Synopses & Reviews
A debut novel of seduction and madness, hate and love, set in the world of Argentine academia and animated by the spirits of Wittgenstein, Rousseau, Nabokov and Bolaño
Rosa Ostreech, a pseudonym for the novel’s beautiful but self-conscious narrator, carries around a trilingual edition of Aristotle’s Metaphysics, struggles with her thesis on violence and culture, sleeps with a bourgeois former guerrilla, and pursues her elderly professor with a highly charged blend of eroticism and desperation. Elsewhere on campus, Pabst and Kamtchowsky tour the underground scene of Buenos Aires, dabbling in ketamine, group sex, video games, and hacking. And in Africa in 1917, a Dutch anthropologist named Johan van Vliet begins work on a theory that explains human consciousness and civilization by reference to our early primate ancestors—animals, who, in the process of becoming human, spent thousands of years as prey.
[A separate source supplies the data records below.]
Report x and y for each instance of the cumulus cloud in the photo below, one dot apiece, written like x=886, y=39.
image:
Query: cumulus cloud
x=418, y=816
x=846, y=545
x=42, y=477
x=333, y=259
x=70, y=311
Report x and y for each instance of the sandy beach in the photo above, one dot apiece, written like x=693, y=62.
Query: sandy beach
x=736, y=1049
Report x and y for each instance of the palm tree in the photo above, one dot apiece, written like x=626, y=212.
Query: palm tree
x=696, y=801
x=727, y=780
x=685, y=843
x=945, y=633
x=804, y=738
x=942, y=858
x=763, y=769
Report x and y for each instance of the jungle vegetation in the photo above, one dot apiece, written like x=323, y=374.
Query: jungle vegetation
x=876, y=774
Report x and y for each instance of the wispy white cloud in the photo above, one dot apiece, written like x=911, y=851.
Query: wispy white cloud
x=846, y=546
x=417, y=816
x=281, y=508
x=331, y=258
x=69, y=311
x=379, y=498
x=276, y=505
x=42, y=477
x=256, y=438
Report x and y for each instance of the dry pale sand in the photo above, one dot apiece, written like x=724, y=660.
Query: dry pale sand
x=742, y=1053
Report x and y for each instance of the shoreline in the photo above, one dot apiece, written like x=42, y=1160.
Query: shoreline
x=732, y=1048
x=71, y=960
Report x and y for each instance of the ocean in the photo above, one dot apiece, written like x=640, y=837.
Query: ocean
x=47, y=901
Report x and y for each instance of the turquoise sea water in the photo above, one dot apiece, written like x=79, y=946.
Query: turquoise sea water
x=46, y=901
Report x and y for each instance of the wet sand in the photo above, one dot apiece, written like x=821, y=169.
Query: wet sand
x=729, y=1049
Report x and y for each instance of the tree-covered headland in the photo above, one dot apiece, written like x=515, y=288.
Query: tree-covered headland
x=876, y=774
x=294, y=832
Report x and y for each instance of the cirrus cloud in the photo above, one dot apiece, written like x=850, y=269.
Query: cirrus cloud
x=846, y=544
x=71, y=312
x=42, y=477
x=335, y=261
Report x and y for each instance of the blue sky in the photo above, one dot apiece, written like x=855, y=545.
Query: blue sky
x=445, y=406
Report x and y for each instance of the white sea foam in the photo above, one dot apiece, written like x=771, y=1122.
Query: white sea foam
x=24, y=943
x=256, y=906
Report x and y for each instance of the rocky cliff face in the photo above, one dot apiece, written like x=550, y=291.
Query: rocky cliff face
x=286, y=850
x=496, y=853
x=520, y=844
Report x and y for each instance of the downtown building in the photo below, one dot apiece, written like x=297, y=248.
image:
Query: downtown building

Savage Theories wryly explores fear and violence, war and sex, eroticism and philosophy. Its complex and flawed characters grapple with a mess of impossible, visionary theories, searching for their place in our fragmented digital world.
Review
“Pola Oloixarac’s prose is the great event of the new Argentinian narrative. Her novel is unforgettable, philosophical and very serene.” Ricardo Piglia, author of Target in the Night
Review
“[A] transgressive novel of revolution, desire, and academia…Savage Theories compels with its energetic characters, and the seamless blend of desire and theorizing is contagious on both fronts.”
Words Without Borders
Review
“Philosophy gets sexy in Pola Oloixarac’s Savage Theories.” Vanity Fair
Review
“[An] exuberant blend of political satire and sexual picaresque. This book rewards total immersion: Come for the inevitable Borges allusions, stay for the wild ride.” The New York Times Book Review
Review
“A radical, bitingly funny debut novel offers a veritable hurricane of ideas on topics from technology to anthropology and features parallel arcs, one involving a student obsessed with her professor and the other about a couple cruising the Buenos Aires underground.” O, The Oprah Magazine
Review
“A stunning vibrant maximalist whirlwind of a novel. Oloixarac’s wit and ambition are evident on every page. By comparison, most other contemporary fiction seems a little dull and simple-minded.” Hari Kunzru, author of Gods Without Men
Review
“While there are echoes of Borges and Bolaño here, the synthesis of ideas and the manic intelligence are wholly new. Brilliant, original, and very fun to read.” Kirkus Reviews, Starred Review
About the Author
Pola Oloixarac is a fiction writer and essayist. Her novels, Savage Theories and Dark Constellations, have been translated into seven languages. Her writing has appeared in n+1, The White Review, The New York Times, and Granta, which named her to its list of Best Young Spanish Novelists. She wrote the libretto for the opera Hercules in Mato Grosso, which debuted at Buenos Aires’s Teatro Colón and was staged at New York City’s Dixon Place. She lives in San Francisco, where she’s completing a PhD at Stanford University. Savage Theories is her first novel to appear in English.